第12話 古き記憶

目当ての魔法書が早く見つかったからか、時間はそれほど経ってはおらず、ようやく日は南の空に上がってきていた。


エルフはあの青年から、まだ読めない文字が並ぶ魔法書を是非解読してほしい、と一冊手渡されている。


エルフは基本長生きの種族と呼ばれており、寿命はあれど竜族と並ぶ程の永い時間を生きる。だから、その分知識もあるのだろうと踏んだらしい。


正直、第三者から観ても頼まれごとはあまり引き受けないように取られる彼だが、今回は何故か萎縮せず引き受けていた。


ヒマリはまた何か企んでいるのではと、考えながら苦笑する。


二人は魔法書を買って外に出た。エルフは腰に下げたポーチに二冊の魔法書を軽々しまっている。


とても大きくはないが・・・・・・。


「・・・・・・その袋にも何らかの魔法がかかっているんですか?」


「ん?そうだよ。大体こういうのは魔導具って言ったりする」


「一定の式を魔力で普通の道具に埋め込んで作るんだけど、元々魔力が無いものに流すと反発が激しいから意外と作るの大変なんだよ〜」


確かに商業地区に魔導具を売っている売店は、無かった。


「なるほど。便利なのにあまり使ってない人が多いのはそこからだったんですね」


ヒマリは物珍しそうに眺める。エルフは彼女の問いに答えると、小さなポーチに手をかけながら歩き出した。




―――世界の誕生 十三回目


この世界では過去記録が無い「クラッシュ」が全地域で起きた。魔物の身体能力、魔力が飛躍的に向上しそれに耐えられない魔物は、暴走する。

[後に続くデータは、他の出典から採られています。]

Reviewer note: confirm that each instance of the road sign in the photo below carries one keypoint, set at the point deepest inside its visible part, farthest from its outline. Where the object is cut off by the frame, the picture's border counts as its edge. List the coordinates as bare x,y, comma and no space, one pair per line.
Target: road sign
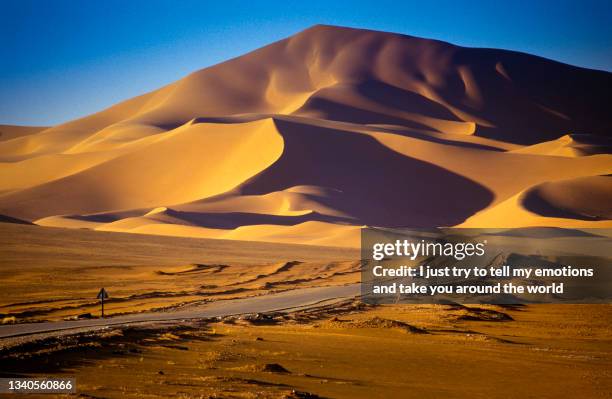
102,295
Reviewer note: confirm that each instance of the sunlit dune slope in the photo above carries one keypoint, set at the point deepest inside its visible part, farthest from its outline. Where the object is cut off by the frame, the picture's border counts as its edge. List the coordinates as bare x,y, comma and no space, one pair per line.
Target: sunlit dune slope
333,128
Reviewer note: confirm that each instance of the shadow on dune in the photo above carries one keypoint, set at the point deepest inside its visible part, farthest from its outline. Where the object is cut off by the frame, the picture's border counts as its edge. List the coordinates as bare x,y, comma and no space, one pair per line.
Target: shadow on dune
232,220
379,186
583,198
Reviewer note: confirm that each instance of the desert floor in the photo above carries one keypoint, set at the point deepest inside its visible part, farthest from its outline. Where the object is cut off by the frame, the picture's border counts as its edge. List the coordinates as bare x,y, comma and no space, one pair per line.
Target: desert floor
345,350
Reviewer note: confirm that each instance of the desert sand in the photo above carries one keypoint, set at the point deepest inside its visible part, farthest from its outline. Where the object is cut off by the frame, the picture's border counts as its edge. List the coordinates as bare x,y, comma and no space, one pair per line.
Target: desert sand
309,138
225,174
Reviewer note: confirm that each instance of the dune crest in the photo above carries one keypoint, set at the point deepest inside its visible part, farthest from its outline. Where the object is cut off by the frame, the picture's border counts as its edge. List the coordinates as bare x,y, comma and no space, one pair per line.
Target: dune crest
311,137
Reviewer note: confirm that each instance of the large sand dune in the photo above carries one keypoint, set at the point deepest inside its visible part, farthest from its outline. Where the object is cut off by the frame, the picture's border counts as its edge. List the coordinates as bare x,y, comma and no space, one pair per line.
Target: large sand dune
311,137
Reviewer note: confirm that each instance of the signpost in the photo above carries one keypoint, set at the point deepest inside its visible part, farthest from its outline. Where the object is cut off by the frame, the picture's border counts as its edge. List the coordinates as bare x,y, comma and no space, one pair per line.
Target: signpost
102,295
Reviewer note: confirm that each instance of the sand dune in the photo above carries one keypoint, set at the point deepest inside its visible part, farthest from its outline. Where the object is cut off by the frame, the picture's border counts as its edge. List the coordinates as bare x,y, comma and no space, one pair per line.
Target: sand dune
311,137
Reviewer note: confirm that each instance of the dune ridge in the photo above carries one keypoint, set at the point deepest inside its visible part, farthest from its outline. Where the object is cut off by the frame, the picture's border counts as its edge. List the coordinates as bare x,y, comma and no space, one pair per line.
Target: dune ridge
309,138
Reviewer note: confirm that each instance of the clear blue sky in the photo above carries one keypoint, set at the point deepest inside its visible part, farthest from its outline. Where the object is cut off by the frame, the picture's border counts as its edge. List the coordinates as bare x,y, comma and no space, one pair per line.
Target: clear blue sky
60,60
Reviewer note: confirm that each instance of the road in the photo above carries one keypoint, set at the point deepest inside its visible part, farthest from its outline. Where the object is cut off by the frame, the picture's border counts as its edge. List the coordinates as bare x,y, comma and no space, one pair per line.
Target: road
283,301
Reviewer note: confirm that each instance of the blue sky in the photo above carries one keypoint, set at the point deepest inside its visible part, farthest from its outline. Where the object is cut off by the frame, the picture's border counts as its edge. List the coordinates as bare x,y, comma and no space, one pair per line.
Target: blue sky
60,60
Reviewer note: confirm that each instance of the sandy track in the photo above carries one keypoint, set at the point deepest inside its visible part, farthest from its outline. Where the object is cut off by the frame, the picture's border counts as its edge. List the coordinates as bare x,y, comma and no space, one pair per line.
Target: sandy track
288,300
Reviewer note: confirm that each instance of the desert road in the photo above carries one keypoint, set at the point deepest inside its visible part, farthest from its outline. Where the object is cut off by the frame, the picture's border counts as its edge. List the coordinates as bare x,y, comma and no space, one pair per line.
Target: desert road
283,301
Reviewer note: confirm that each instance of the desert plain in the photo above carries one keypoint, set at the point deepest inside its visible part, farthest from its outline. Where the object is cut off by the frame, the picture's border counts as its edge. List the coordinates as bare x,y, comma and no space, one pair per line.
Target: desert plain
251,180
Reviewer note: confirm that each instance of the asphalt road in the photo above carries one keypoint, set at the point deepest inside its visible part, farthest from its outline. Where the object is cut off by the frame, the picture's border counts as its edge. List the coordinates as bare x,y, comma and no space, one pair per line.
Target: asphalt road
283,301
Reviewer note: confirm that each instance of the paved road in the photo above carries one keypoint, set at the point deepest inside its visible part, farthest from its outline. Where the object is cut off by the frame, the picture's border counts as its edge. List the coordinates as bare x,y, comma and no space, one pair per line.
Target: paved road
283,301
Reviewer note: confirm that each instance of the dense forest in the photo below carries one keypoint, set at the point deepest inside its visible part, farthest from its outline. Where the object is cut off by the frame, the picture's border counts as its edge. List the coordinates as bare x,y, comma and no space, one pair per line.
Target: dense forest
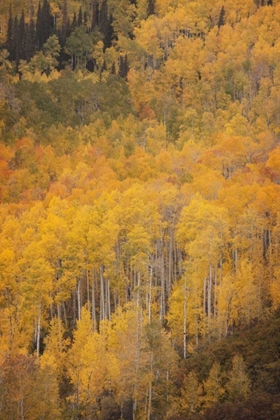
139,209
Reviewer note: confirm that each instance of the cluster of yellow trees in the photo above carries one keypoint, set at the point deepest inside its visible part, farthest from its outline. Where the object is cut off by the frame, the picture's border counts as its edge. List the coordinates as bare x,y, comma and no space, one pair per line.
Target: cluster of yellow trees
129,241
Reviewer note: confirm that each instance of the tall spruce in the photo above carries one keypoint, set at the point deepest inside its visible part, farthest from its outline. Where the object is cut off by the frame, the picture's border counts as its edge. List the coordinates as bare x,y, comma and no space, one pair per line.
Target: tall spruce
151,7
222,16
80,17
10,35
105,25
22,37
95,14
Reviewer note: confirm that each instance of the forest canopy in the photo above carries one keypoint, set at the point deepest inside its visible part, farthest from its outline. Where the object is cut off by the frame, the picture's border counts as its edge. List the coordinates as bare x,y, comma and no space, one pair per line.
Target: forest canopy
139,217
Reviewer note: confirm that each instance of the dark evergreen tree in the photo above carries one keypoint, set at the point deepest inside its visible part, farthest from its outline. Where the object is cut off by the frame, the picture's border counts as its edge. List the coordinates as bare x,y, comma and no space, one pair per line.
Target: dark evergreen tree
95,14
74,22
222,16
65,22
105,25
16,41
10,36
22,37
30,40
31,10
151,7
80,17
123,67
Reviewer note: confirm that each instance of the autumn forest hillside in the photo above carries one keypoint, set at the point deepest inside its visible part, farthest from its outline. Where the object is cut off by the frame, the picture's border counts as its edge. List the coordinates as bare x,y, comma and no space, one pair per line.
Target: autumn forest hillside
139,209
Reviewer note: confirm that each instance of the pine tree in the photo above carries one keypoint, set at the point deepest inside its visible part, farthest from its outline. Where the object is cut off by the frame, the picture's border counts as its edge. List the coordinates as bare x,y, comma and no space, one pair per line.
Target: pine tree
151,7
95,14
222,20
22,37
10,35
239,383
80,17
105,25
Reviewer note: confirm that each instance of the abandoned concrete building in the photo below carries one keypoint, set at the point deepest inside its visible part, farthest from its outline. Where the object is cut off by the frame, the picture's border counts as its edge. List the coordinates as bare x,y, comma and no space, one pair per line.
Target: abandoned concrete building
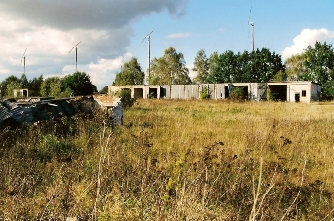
295,91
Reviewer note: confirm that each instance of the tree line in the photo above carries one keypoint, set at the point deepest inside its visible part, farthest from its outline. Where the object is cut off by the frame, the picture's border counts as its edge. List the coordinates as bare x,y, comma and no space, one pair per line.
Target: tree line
314,64
78,83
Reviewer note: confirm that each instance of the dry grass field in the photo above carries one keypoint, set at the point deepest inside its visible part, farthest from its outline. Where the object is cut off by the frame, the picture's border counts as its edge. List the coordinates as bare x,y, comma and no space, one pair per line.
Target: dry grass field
174,160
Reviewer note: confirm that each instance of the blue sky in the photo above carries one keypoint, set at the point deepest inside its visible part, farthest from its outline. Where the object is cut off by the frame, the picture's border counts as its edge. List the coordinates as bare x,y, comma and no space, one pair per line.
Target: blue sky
112,31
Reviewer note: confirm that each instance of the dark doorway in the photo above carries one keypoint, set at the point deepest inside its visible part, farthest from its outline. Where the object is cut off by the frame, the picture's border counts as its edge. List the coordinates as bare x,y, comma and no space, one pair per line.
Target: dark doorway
153,93
25,93
278,92
227,92
163,92
297,97
138,93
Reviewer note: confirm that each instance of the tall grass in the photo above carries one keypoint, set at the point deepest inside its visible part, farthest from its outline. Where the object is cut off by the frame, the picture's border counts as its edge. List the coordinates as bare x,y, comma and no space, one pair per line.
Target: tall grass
174,159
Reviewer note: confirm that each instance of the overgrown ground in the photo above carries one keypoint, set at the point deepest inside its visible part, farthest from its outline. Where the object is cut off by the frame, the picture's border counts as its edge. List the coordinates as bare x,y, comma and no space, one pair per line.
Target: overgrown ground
174,160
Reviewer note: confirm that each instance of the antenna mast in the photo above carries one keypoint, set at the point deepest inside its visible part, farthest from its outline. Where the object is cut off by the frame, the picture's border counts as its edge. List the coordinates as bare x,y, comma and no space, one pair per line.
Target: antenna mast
24,61
251,24
76,56
148,36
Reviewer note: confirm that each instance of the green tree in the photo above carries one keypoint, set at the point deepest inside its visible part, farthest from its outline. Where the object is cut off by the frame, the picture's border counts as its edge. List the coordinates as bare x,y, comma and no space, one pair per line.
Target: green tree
264,65
104,90
7,86
319,61
24,81
201,67
131,74
295,67
35,83
169,69
224,67
78,83
49,87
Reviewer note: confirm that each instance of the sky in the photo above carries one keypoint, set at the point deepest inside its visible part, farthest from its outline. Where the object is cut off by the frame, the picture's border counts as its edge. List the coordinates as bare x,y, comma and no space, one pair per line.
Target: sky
107,33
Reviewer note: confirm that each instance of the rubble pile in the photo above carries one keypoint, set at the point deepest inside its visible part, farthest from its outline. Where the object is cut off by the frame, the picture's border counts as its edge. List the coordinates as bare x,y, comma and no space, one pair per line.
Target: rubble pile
30,110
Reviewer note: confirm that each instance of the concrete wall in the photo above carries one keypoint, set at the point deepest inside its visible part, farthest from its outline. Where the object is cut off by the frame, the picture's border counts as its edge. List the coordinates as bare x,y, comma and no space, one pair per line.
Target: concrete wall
292,91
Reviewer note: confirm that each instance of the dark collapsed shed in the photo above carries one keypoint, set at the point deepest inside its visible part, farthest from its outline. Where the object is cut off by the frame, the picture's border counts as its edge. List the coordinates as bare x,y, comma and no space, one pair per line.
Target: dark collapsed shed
32,110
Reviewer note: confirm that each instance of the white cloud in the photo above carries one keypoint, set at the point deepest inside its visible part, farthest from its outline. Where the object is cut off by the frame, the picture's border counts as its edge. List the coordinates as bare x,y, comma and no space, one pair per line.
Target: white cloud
49,29
307,37
103,72
179,35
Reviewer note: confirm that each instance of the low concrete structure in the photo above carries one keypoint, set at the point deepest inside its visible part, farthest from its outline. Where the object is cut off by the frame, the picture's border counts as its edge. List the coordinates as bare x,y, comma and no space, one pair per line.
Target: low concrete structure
298,91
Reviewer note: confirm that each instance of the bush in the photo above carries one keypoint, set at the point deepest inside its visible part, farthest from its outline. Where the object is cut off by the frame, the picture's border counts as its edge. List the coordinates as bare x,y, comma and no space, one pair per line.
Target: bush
127,100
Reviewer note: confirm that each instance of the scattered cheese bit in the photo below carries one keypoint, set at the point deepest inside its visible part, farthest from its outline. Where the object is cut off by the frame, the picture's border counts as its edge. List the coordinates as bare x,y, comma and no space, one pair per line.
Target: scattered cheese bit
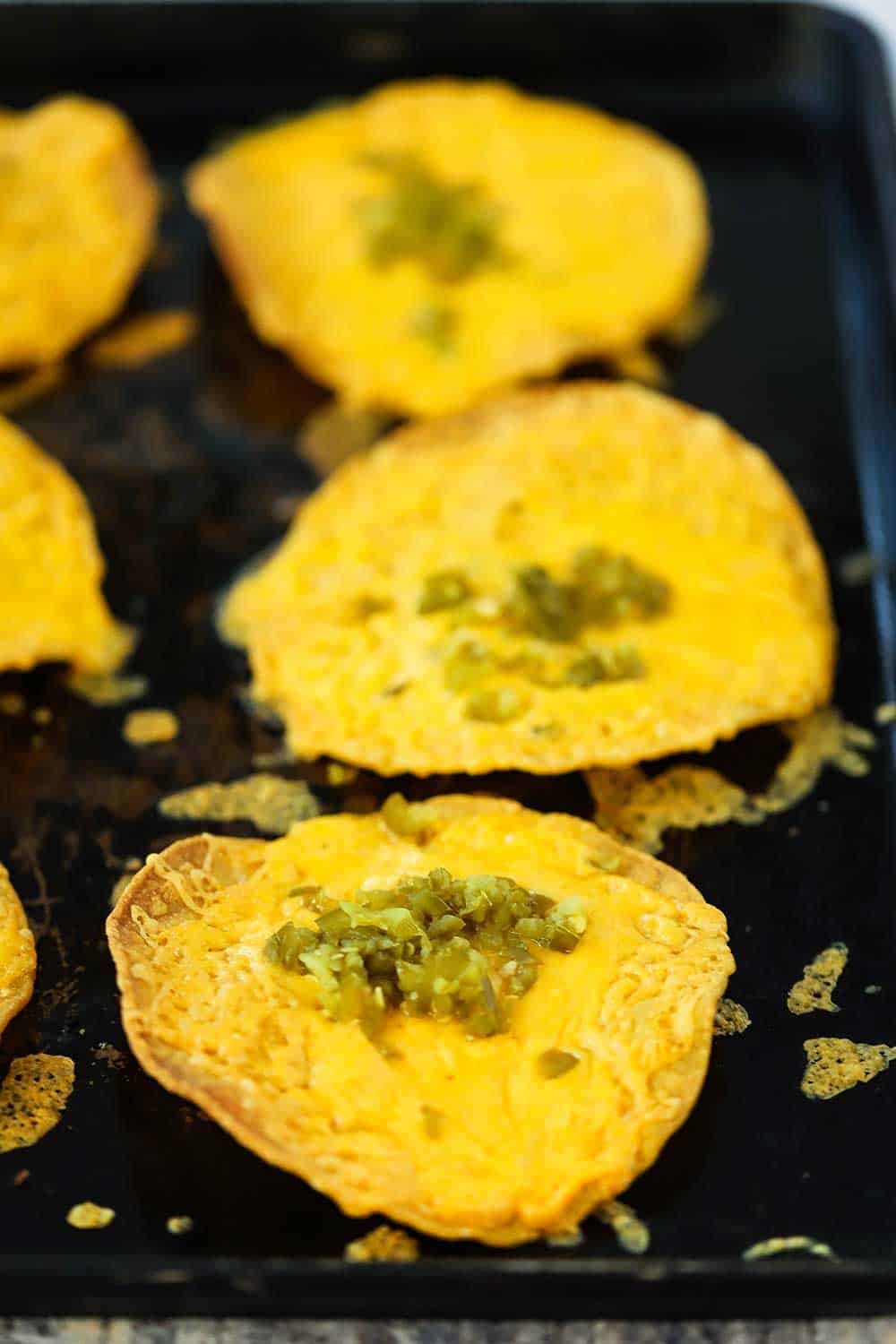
142,339
32,1098
641,366
818,981
24,390
269,803
780,1245
820,739
383,1244
632,1233
144,728
105,688
837,1064
731,1018
565,1241
89,1215
108,1054
335,432
637,809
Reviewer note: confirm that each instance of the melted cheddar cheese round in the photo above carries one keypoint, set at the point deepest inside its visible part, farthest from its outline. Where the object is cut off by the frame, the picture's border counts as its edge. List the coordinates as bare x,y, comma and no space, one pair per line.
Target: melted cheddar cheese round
517,1152
78,212
440,239
386,629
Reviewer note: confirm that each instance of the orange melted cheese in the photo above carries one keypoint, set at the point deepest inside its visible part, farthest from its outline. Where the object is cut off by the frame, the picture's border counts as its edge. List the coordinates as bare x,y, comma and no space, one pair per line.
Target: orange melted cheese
513,1155
77,222
51,605
530,480
602,228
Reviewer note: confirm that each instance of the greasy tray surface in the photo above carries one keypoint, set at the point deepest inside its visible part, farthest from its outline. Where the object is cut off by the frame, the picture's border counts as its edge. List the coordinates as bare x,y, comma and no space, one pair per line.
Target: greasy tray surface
190,470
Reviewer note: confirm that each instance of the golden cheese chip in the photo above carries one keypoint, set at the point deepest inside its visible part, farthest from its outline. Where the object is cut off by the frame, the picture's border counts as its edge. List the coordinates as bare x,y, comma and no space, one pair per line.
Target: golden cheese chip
503,1137
587,574
51,605
18,959
440,239
78,212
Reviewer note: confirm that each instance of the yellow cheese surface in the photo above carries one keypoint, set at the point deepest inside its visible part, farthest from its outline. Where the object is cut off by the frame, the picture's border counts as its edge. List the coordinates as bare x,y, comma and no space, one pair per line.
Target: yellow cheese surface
516,1155
530,480
77,222
51,604
602,226
18,959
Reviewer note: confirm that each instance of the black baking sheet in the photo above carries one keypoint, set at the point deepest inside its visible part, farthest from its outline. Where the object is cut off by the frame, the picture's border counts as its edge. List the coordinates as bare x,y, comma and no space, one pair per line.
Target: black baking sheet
191,468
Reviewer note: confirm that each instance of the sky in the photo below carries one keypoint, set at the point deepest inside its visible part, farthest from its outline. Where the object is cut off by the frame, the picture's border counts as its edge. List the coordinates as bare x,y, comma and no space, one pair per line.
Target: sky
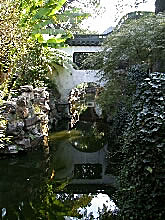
108,16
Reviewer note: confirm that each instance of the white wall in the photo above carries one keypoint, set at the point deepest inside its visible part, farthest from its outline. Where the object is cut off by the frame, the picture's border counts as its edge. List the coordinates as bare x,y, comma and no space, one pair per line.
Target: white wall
68,78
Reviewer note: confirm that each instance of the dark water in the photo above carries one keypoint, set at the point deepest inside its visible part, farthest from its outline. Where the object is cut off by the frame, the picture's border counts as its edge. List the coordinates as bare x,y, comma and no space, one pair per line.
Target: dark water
60,182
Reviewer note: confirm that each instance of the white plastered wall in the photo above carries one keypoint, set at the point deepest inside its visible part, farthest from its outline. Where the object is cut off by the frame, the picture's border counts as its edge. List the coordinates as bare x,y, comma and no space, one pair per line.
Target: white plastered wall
68,78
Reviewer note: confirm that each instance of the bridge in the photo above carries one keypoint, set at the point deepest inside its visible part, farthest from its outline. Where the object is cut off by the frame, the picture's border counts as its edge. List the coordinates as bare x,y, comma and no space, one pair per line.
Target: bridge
79,47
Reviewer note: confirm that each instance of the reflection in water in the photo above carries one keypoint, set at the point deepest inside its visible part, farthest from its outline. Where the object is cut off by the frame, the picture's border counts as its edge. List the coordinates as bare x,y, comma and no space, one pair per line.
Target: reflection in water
49,185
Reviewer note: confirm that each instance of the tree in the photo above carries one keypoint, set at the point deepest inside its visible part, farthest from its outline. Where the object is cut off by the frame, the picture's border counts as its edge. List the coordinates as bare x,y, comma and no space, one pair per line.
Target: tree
30,28
134,92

生態系が崩れ、人は死に、土地が傷つき、文字通り世界が崩壊する現象・・・・・・。


こんな世界を御するなんて、誰もしたがらない。だから、半強制的に誰が管理者となるかは決まる。


しかし神でさえ抑えることも、治めることも出来ない事象を御することは不可能だ。一族の中で秀でている者でも然り、謂わばその世界の管理者は贄と同義。


世界が死ぬまで生きていることは・・・・・・何人たりとも叶わない。この時も一人のエルフが死んだ。


「シャス!死ぬな!お前ならここでいなくなったりしないだろ?」


シヤは一人の友人を抱き上げ、溢れんばかりの涙をみせる。だが、それに友人は哀しく笑った。


「ははっ。こうなることは、知って、いたよ。まさに因果応報、かな」


「でも、私を想ってくれていた、・・・・・・友が生きていて、くれたなら、良い。ありが、とう・・・・・・シヤ」


そう言うと彼は止まった。最期に残して、太くついていた、消えかけの灯火は静かに散ったのだった。